Dr. Sanford, thank you for response to Scott. After reading your book, and then considering the data from MendelsAccountant, I not only feel you left the emperor with no clothes, but completely removed the ground beneath his feet! One can attempt to argue with the logic, but you can't argue with the data empirically crunched with the math! You have given us a great gift. I pray God would raise up men to carry the banner you forged for us by defeating the Primary Axiom.
Neo Darwinism is dead and the coffin is sealed.
Is it possible that Scott is locked in his paradigm & doesn’t realize it? Aleksandar K., Croatia and Dr Carter touched on a good point, if Scott sees the undeniable facts of selection acting on sickle cell anaemia (environmentally beneficial) and bacteria ‘evolving’ resistance to antibiotics etc (micro-evolution), then perhaps he thinks it safe to assume evolution is a fact, therefore it’s a given that Dr Sanford ‘must’ be wrong and any arguments against evolution are simply attempts to deny reality.
Perhaps the frustration emanates from both sides using different definitions. If micro-evolution happens over a short period, then it is logical to assume macro-evolution happens over eons of time. I personally avoid the term ‘micro-evolution’ as it gives the impression a small amount of evolution has taken place. See Dr Wieland’s article re; Roger Lewin’s report from the Chicago Field Museum of Natural History, Nov 1980. http://creation.com/variation-information-and-the-created-kind
It would be an interesting exercise to have sceptics state their definition of ‘evolution’ as a pre-requisite to future objections. Not suggesting CMI does this of course.

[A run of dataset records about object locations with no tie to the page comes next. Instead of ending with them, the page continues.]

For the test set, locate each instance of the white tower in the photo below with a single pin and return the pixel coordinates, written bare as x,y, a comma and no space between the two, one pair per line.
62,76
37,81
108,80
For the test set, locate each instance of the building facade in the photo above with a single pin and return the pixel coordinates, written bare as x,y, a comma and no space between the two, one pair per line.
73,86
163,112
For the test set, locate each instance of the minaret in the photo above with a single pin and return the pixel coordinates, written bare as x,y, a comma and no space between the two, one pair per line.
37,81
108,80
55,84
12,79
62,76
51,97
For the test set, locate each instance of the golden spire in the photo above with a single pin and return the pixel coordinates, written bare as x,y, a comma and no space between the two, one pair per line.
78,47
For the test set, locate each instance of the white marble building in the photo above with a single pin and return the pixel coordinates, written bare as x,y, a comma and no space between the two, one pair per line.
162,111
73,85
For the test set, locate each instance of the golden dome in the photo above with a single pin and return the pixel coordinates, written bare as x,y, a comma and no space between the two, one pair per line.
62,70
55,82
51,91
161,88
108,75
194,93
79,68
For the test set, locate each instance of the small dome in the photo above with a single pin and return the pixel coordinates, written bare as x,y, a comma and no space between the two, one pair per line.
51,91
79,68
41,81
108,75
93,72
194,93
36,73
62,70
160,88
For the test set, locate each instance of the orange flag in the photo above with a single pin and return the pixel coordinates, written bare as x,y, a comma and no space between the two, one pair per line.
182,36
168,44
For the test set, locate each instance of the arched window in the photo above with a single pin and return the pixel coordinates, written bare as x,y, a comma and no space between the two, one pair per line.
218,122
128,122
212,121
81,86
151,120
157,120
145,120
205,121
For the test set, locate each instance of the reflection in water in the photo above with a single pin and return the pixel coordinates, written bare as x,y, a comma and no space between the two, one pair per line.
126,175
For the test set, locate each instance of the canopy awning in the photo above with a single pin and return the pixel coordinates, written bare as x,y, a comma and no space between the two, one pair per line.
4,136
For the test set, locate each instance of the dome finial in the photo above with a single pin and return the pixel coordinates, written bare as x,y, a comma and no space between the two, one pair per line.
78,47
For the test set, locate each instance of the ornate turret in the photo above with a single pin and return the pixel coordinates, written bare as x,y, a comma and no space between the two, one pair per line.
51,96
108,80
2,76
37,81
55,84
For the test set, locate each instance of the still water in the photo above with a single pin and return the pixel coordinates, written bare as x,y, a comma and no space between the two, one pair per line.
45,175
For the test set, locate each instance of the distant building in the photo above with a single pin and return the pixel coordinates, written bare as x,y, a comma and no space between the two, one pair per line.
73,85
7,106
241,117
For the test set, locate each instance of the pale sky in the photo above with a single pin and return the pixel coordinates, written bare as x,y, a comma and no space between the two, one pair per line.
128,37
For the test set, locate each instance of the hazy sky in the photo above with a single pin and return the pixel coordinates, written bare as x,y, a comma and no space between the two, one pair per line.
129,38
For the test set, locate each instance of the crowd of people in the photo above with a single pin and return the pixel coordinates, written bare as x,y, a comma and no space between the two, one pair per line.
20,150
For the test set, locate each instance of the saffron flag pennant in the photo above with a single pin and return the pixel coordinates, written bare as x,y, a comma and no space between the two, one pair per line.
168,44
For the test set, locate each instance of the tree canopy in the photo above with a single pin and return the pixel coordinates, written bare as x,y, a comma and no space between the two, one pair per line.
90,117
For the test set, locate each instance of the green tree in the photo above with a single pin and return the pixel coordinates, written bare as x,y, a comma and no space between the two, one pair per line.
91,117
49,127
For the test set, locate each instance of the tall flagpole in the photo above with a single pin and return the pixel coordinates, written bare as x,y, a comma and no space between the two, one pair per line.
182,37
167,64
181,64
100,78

Dr Batten has a DVD ‘Creatures Do Change But It’s Not Evolution’ which I believe compliments Dr Sanford’s book.
Thank you Dr Sanford
Thank you Dr. Sanford for responding to the L-t-C critique. I also appreciate Scott Buchanan’s blog; such as his clarifications on ENCODE press releases (bio-chemical activity vs. function, etc). I can go to his pages and find best that the Primary Axiom, old earth, etc., has to offer, because he has already gone through the effort of gathering and distilling all of that into a very readable form. Even if it is only remotely conceivable that those paradigms are true, it’s good to have someone in that camp who will still proclaim Jesus is Lord in no uncertain terms, and back it up with other reasons. So because I respect what Scott writes it was important to me to have Dr. Sanford’s comprehensive response.

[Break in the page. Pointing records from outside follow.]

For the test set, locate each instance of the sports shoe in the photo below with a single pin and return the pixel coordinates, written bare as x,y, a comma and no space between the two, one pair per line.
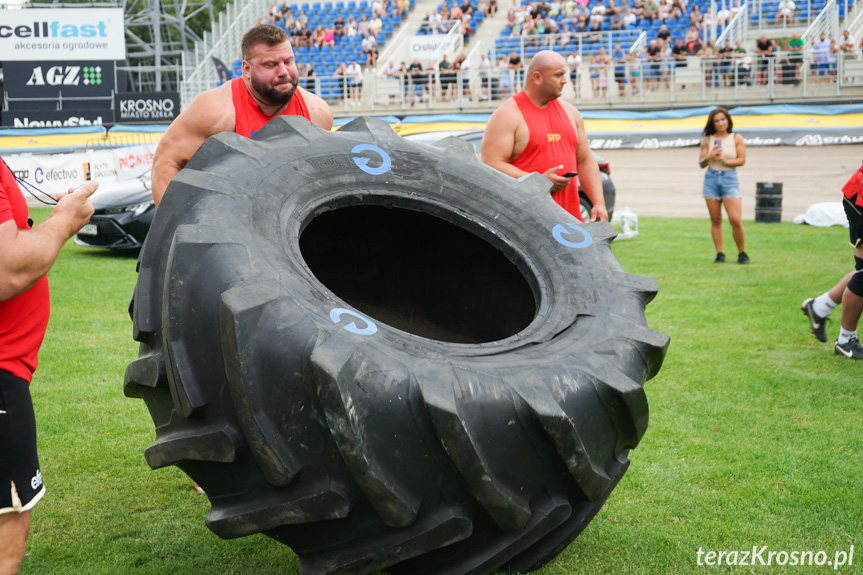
816,323
850,348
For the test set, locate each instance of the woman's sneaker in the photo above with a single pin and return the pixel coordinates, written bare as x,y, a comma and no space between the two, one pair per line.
816,323
850,348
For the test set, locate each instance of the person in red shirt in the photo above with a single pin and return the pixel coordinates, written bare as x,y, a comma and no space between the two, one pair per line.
26,255
536,131
849,290
267,88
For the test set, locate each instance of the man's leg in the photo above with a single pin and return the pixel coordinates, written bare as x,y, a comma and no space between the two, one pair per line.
13,533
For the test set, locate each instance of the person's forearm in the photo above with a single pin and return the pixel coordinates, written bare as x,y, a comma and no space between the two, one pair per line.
162,174
31,255
506,168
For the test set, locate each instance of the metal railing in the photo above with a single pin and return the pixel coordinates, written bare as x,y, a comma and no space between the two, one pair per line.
629,81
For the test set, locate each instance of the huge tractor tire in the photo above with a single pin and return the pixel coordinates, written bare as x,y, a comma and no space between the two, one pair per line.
386,355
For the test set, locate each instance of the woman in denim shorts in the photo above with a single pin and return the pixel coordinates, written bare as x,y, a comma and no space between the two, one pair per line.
721,152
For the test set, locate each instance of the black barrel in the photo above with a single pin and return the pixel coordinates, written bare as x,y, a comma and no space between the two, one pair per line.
768,202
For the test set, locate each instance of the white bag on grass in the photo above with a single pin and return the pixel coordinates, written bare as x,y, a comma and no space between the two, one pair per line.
627,221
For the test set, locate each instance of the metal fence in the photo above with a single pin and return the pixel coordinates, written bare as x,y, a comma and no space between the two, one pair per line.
743,77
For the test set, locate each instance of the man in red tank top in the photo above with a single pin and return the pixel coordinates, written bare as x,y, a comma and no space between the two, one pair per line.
267,88
536,131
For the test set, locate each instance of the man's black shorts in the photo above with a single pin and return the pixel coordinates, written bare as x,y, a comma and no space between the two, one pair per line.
855,226
20,478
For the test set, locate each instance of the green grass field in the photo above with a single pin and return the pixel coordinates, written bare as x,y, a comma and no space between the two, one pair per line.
754,439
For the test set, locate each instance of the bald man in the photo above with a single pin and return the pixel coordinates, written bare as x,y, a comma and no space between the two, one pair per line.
267,88
536,131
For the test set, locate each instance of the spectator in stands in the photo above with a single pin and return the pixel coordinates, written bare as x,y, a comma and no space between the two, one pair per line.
466,29
274,14
318,37
436,23
288,17
369,48
707,23
573,64
650,10
305,37
654,58
695,16
582,26
267,88
505,80
302,19
404,77
795,53
785,12
723,15
744,65
339,27
418,80
447,78
485,72
620,58
785,67
341,75
848,45
517,69
735,8
724,67
597,15
765,47
375,26
679,53
663,10
355,82
617,20
599,73
821,58
693,40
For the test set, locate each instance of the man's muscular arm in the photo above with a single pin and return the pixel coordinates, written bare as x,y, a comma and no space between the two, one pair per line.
27,255
210,113
502,142
498,141
588,170
319,111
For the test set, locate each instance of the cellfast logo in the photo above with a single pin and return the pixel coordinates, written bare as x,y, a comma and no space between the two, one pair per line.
55,29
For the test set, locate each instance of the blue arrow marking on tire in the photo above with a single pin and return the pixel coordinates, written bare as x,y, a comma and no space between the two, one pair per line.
559,232
337,313
363,163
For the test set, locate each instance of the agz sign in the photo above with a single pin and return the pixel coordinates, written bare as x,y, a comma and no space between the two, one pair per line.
66,76
49,79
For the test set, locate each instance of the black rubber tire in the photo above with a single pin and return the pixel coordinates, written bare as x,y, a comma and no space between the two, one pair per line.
387,355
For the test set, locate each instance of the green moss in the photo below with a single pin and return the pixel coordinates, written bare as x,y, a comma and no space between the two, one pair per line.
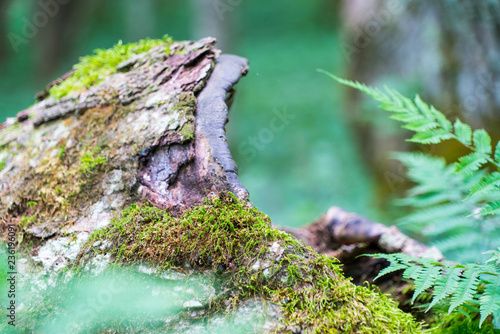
94,68
91,159
238,242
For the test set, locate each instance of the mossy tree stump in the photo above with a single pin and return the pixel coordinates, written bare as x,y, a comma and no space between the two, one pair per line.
124,164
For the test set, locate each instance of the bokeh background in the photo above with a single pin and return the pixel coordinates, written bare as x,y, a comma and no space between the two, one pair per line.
302,142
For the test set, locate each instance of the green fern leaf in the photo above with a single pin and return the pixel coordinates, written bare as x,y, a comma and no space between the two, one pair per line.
441,119
421,125
482,141
468,164
487,184
466,289
424,108
462,240
490,299
445,286
492,208
406,117
425,280
431,137
463,132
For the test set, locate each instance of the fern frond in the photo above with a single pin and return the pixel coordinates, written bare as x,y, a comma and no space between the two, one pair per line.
428,276
463,132
447,225
490,299
445,287
466,289
435,213
487,184
468,164
482,141
492,208
497,153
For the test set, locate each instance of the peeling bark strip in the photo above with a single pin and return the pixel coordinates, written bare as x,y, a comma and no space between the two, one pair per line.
211,117
68,164
338,228
177,173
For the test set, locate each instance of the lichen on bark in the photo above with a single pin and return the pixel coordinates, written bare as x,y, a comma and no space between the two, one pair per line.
138,159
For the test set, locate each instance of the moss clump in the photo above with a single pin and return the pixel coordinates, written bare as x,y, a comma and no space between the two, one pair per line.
94,68
238,242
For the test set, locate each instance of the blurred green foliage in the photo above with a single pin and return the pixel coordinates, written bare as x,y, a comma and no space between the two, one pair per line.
310,164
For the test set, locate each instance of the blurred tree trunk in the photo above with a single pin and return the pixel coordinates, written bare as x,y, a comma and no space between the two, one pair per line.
216,19
4,46
55,38
450,48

Like most Americans, what you call the ‘Primary Axiom’ has always been difficult for me to believe (I guess just from a common sense standpoint), but it means so much to have scientists like Dr. Sanford, CMI, to give substance to what we intuitively surmise.

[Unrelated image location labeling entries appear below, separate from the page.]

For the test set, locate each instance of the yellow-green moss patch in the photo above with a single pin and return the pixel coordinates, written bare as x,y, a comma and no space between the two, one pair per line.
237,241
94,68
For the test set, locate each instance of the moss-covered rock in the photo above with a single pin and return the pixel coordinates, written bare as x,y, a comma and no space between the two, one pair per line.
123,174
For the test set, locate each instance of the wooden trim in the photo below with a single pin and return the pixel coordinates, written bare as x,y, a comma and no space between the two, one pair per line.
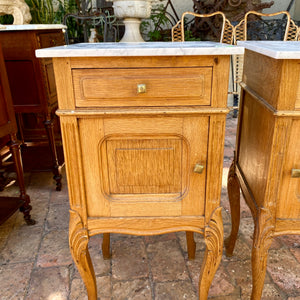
145,225
285,226
157,111
262,101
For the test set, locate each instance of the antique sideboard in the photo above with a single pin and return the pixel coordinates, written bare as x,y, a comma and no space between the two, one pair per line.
8,130
32,84
267,159
143,130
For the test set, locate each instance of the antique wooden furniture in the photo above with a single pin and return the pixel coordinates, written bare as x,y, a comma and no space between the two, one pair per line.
267,160
8,130
241,34
143,134
32,83
226,34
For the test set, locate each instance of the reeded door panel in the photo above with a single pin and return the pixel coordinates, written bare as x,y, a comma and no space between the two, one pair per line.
144,166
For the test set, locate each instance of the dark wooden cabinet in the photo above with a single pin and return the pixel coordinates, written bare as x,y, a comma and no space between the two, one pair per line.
32,85
8,130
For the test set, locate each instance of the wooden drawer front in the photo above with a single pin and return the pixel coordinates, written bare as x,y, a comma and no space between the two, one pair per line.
51,39
144,166
164,86
289,201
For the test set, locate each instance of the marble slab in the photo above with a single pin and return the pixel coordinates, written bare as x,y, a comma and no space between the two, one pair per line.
31,27
140,49
274,49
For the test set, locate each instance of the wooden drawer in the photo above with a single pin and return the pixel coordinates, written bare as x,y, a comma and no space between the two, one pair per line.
51,39
164,86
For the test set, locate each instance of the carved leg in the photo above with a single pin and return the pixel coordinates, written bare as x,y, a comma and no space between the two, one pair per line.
262,240
213,253
56,168
106,246
233,189
191,245
78,239
16,155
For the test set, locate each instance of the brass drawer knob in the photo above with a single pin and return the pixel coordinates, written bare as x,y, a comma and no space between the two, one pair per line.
141,88
199,168
296,173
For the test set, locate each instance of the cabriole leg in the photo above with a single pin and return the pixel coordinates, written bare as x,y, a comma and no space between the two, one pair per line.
233,189
78,239
213,253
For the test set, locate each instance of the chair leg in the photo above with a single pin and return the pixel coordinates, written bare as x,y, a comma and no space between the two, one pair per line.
16,155
55,167
191,245
106,246
233,188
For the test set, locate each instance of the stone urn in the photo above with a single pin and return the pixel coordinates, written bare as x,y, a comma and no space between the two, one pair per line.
132,11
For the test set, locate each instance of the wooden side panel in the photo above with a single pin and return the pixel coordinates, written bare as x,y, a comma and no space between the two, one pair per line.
289,85
7,116
143,166
220,81
64,84
260,73
297,105
256,136
288,205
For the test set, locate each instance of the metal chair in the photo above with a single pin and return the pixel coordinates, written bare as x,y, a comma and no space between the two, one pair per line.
226,34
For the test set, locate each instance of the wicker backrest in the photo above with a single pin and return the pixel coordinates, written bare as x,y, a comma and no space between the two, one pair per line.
226,32
240,30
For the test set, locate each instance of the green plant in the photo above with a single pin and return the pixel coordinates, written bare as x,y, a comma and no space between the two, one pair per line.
158,26
41,11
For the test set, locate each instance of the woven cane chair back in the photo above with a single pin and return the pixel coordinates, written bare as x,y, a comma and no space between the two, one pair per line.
226,31
240,30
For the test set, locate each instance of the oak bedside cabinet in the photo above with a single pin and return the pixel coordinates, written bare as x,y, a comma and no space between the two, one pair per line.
143,132
267,158
32,84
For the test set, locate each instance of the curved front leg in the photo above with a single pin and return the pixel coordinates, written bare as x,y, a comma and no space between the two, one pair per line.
55,167
262,240
214,244
233,188
78,239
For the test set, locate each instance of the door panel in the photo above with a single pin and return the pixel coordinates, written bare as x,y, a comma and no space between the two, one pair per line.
132,172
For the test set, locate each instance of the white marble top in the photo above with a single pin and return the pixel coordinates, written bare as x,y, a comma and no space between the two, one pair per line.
31,27
274,49
140,49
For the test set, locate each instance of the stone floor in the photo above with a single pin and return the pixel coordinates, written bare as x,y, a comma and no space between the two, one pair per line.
35,262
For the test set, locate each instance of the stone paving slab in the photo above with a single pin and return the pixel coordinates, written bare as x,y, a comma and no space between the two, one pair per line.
35,262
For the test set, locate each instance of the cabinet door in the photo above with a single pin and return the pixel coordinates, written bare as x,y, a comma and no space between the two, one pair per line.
289,200
144,166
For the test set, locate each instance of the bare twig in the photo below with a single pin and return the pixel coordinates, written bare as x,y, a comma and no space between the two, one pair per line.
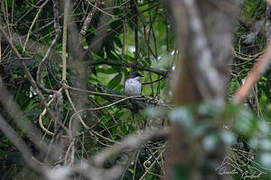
130,143
20,145
259,68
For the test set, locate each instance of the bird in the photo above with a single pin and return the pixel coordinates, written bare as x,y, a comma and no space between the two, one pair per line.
133,87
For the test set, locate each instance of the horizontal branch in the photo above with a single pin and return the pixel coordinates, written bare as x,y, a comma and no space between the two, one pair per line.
130,65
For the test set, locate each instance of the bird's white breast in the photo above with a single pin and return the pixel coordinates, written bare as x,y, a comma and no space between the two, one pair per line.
133,87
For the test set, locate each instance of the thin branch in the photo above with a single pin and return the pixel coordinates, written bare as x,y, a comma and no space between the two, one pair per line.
88,20
27,72
20,145
254,75
125,64
130,143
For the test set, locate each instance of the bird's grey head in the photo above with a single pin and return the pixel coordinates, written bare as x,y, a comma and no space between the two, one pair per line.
135,75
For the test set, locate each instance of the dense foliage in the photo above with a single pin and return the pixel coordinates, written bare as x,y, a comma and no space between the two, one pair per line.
106,41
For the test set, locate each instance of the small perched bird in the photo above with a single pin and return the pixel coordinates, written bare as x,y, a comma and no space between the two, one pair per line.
133,87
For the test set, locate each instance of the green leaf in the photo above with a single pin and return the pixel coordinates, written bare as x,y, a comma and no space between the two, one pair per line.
115,81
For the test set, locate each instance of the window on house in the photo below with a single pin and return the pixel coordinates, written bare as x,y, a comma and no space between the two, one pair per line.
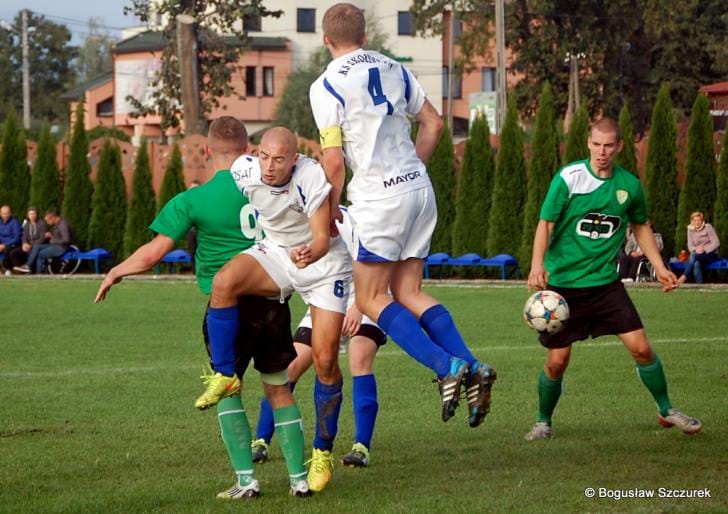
306,20
488,79
268,89
405,23
251,23
250,81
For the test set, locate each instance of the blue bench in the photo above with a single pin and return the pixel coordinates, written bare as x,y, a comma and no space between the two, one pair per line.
175,257
718,264
502,261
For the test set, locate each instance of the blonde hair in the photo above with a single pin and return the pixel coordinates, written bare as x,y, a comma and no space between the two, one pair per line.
344,24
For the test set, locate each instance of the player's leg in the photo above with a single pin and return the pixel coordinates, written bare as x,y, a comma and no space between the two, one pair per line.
266,427
649,369
362,350
326,334
549,391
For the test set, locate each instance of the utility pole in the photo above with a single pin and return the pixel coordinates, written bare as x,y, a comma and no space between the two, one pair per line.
26,70
450,67
500,46
187,54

Thank you so much for responding to my 8 March 2013 comment.
Yes, graciousness is absolutely necessary. Paul, in First Corinthians 8, makes it clear that we must handle "weak brothers" with kid gloves. This doesn't stop it boggling my mind that a brother or sister in Christ would accept such.
First I want to thank you for work. I have found that many people who believe in the theory of evolution just will not consider any contrary evidence. Scott obviously did not read the info you sent him. I think they may be afraid that they would have to admit they were wrong. That is hard for anyone. Particularly after he put his beliefs out there for anyone to see. As always I could be wrong.